L’agence spatiale a choisi l’équipe d’Airbus à Stevenage, en Angleterre, car elle construit déjà le rover ExoMars qui devrait se rendre sur notre planète voisine en 2021. Contrairement à ExoMars et à tous ses instruments scientifiques, la tâche du fetch rover (c’est son nom) sera de trouver et collecter des échantillons de Mars 2020 que la NASA se prépare à délaisser. Cependant, cela ne signifie pas que la conception du véhicule sera facile.

Mars 2020 va forer et déterrer des échantillons de sol pour y placer plus de 30 tubes et les déposer ensuite à différents endroits. Le fetch rover, qui pourrait se diriger vers la planète en 2026, devra être capable de les détecter, de les conduire de manière autonome jusqu’à leur emplacement, de les ramasser avec un bras robotisé et de les garder ensuite dans son espace de stockage. Il devra également être capable de tracer par lui seul son itinéraire lors de cette mission.

Ben Boyes, qui dirigera l’équipe de faisabilité d’Airbus, a expliqué:

Ce sera un véhicule relativement petit – environ 130 kg, mais les exigences sont très sévères. Le véhicule devra couvrir de grandes distances en utilisant un haut degré d’autonomie, tout en planifiant sa propre voie jour après jour. »

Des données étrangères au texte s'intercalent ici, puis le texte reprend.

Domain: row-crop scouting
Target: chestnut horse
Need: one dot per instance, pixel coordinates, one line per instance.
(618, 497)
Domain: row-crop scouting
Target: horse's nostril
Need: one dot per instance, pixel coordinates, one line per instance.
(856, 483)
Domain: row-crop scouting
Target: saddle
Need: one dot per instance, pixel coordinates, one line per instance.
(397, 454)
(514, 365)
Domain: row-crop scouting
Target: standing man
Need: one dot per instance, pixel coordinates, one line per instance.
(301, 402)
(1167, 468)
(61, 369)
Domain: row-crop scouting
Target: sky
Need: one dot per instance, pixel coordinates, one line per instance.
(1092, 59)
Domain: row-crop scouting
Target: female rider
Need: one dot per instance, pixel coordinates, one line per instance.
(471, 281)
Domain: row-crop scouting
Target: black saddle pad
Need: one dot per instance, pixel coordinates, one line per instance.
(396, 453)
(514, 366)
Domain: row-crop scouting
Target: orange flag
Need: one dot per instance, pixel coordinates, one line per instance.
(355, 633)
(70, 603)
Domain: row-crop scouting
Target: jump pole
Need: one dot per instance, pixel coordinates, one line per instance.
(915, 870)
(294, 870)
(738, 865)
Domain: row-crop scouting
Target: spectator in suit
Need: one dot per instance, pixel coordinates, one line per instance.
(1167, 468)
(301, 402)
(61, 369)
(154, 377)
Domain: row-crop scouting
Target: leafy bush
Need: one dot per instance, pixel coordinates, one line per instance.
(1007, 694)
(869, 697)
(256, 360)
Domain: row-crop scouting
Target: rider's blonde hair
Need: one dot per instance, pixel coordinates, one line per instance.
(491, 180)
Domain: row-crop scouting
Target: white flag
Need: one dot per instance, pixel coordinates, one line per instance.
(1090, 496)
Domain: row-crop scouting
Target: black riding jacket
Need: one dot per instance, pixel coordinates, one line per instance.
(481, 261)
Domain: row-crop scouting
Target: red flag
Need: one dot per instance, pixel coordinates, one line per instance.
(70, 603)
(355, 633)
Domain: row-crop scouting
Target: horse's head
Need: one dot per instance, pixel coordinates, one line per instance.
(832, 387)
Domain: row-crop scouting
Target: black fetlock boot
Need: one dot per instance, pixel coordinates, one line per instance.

Voici le premier design d’Airbus pour le fetch rover:

fetchrover

Il faudrait environ 150 jours au véhicule pour récupérer toutes les cartouches que Mars 2020 laissera derrière lui. Après cela, il devra trouver la fusée avec laquelle il a atterri. Il transmettra les tubes d’échantillon à la fusée et la filmera quand elle sera déclenchée, ce qui signifie que nous pourrions être en mesure de voir le premier décollage de Mars en moins d’une décennie.

Cette fusée se rendra ensuite vers un orbiteur pour ramener les échantillons sur Terre. Bien sûr, tout cela ne se produira que si les études de faisabilité des agences détermineront que cette mission est suffisamment importante pour être poursuivie, et si elles peuvent développer les technologies dont elle a besoin.